Welcome to my birdwatching blog. This blog will contain stories about my bird watching trips, interesting bird news and other tales that may or may not be bird related. I want to make it useful to the avid birder as well as those who may only have a passing interest in bird watching. I enjoy photographing bird life, common and rare through a spotting scope, not that they always sit still long enough for me. Being on the outskirts of North East London, my reports will not only cover my local patch of Redbridge/Waltham Forest, but also dip into deepest Essex, Suffolk, Kent and Norfolk.


Sunday, 27 February 2011

Two Tree island

Not had much time to 'get out' this year due to work and other stuff going on. Hopefully things are settling down now and I can turn more attention to birding; a great way to de-tox the stresses of the week and discover some new and interesting sites.

Looking over to Leigh from Two Tree Island

Today, I chose to visit Two Tree Island. hidden away behind Leigh Railway station is the access road to this dog-walker and model plane enthusiast paradise. Reclaimed from the Thames estuary Two Tree Island is made up of rough grassland, brackish marsh and lagoons with a maze of meandering creeks, this nature reserve is perfect for finding roosting waders and winter raptors.
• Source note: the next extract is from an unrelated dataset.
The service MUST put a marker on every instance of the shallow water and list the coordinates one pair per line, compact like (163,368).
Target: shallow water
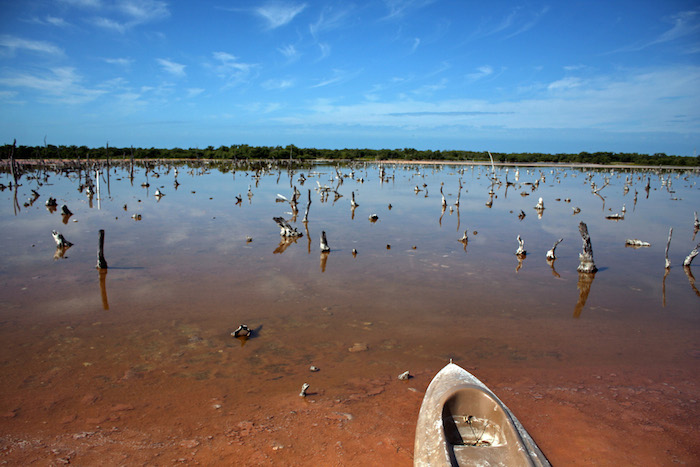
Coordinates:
(156,324)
The island is split by the access road and has an eastern and western side. I went to the western side where there is a couple of hides. Land birds consisted mainly of greenfinch, dunnock and linnet. On the mudflats of the estuary, there were curlew, common redshank and parties of dark-bellied brent geese. From the main lagoon hide huge flocks of gulls were creating one hell of a racket. These were nearly all black-headed gulls with a few great black-backed and herring gulls in for good measure. At least 100 knot were huddled together with oystercatchers, dunlin and a couple of ringed plover.

Oystercatcher


Knot and Shelduck

Heading back to the eastern side there were more brent geese on the Thames. The sun was low and strong so any clear viewing was made difficult. Upon reaching the eastern end of the island, there were obviously many waders feeding on the now receding tide. Oystercatchers, redshanks and curlew were easily identified but the few godwits that shared the point were impossible to name. Towards the boatyard, a few grey plover were about with a couple of turnstone.